Em segundo lugar, a diplomacia da vacina minou a Covax, pois os países com vacinas fazem doações bilaterais por motivos que têm mais a ver com objetivos geopolíticos do que com saúde pública. Isso inevitavelmente deixa os países com menos influência política, como flores na bola de vacinas.

Terceiro, a hesitação vacinal tem dificultado o lançamento de vacinas, por meio da mesma combinação de mito e desinformação que permitiu o ressurgimento do sarampo em todo o mundo. Relatos de efeitos colaterais muito raros ligados a algumas vacinas estimularam os países com outras opções de descartá-las. Isso inclui vacinas com as quais muitos países de baixa renda confiavam, mas agora questionam. Sejamos claros: embora a segurança seja primordial e prestemos muita atenção a quaisquer sinais de eventos adversos, os benefícios das vacinas superam em muito os riscos para todas as quatro vacinas com a lista de uso de emergência da OMS.

E quarto, uma nova tendência – vamos chamá-la de euforia da vacina – está minando os ganhos duramente conquistados à medida que alguns países relaxam as medidas de saúde pública muito rapidamente e algumas pessoas presumem que as vacinas acabaram com a pandemia, pelo menos onde vivem.

Não tem que ser assim. A escassez leva à desigualdade e coloca em risco a recuperação global. Quanto mais tempo esse coronavírus circular em qualquer lugar, mais tempo o comércio global e as viagens serão interrompidos e maiores serão as chances de que uma variante possa surgir e tornar as vacinas menos eficazes. Isso é exatamente o que os vírus fazem.

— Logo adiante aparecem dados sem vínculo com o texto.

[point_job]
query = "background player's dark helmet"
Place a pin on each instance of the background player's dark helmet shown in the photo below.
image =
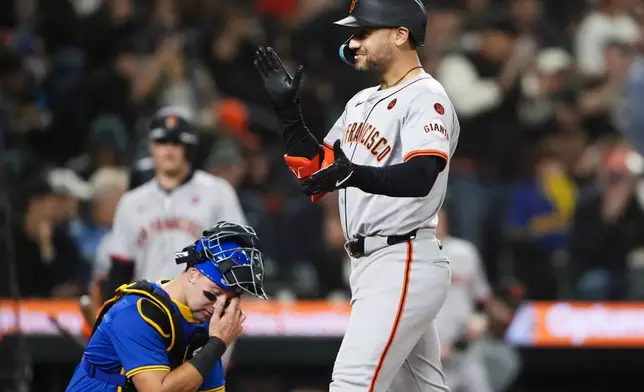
(227, 254)
(384, 13)
(170, 124)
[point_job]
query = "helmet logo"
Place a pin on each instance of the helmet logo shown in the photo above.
(171, 121)
(353, 5)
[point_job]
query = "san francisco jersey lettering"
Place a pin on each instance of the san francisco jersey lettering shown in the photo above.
(387, 127)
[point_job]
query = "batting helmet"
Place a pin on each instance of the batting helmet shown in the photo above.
(384, 13)
(169, 124)
(227, 254)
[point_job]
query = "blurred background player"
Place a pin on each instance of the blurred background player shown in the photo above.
(171, 209)
(461, 325)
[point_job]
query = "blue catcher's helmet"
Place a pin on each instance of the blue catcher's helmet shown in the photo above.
(227, 255)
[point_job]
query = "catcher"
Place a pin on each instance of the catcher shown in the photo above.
(171, 335)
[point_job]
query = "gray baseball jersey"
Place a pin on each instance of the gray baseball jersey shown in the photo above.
(151, 223)
(391, 343)
(387, 127)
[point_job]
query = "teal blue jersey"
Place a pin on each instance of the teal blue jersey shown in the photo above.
(125, 343)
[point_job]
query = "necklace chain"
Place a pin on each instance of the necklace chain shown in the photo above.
(399, 80)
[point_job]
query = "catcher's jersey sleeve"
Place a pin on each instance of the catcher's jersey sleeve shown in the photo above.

Enfrentamos a possibilidade muito real de países ricos administrarem reforços bloqueadores de variantes para pessoas já vacinadas quando muitos países ainda estarão lutando por vacinas suficientes para cobrir seus grupos de maior risco.

Isso é inaceitável. Os analistas preveem que as vacinas gerarão enormes receitas para os fabricantes. Enquanto isso, o ACT Accelerator ainda carece de US $ 19 bilhões dos fundos de que precisa para expandir o acesso não apenas a vacinas, mas também a diagnósticos e tratamentos como oxigênio. Mas mesmo se tivéssemos todos os fundos de que precisamos, dinheiro não ajuda se não houver vacinas para comprar.

A solução é tripla: Precisamos que os países e empresas que controlam o fornecimento global compartilhem financeiramente, compartilhem suas doses com a Covax imediatamente e compartilhem seu know-how para aumentar urgente e maciçamente a produção e distribuição equitativa de vacinas.

Uma maneira de fazer isso é por meio do licenciamento voluntário com transferência de tecnologia, em que uma empresa que detém as patentes de uma vacina licencia outro fabricante para produzir suas vacinas, geralmente mediante o pagamento de uma taxa. Algumas empresas têm feito isso de forma bilateral. Mas esses acordos tendem a ser exclusivos e não transparentes, comprometendo o acesso equitativo.

Um método mais transparente é as empresas compartilharem licenças por meio do Covid-19 Technology Access Pool , um mecanismo coordenado globalmente proposto pela Costa Rica e iniciado pela OMS no ano passado.

Outra opção, proposta pela África do Sul e Índia, é renunciar aos direitos de propriedade intelectual sobre os produtos da Covid-19 por meio de um acordo da Organização Mundial do Comércio que nivelaria o campo de atuação e daria aos países mais poder em suas discussões com as empresas. Os governos poderiam promover um maior compartilhamento da propriedade intelectual, oferecendo incentivos às empresas para fazê-lo.

Se este não for o momento de realizar essas ações, é difícil imaginar quando isso aconteceria.

Em combinação com medidas comprovadas de saúde pública, temos todas as ferramentas para domar esta pandemia em todos os lugares em questão de meses. Tudo se resume a uma escolha simples: compartilhar ou não compartilhar.

Quer façamos isso ou não, isso não é um teste de ciência, força financeira ou habilidade industrial; é um teste de caráter.

Da Redação de O Estado Brasileiro
Fonte: The Times
Tedros Adhanom Ghebreyesus ( @DrTedros ) é o diretor geral da Organização Mundial da Saúde, a agência de saúde pública líder mundial, desde 2017. Ele é a primeira pessoa da África a chefiar a agência.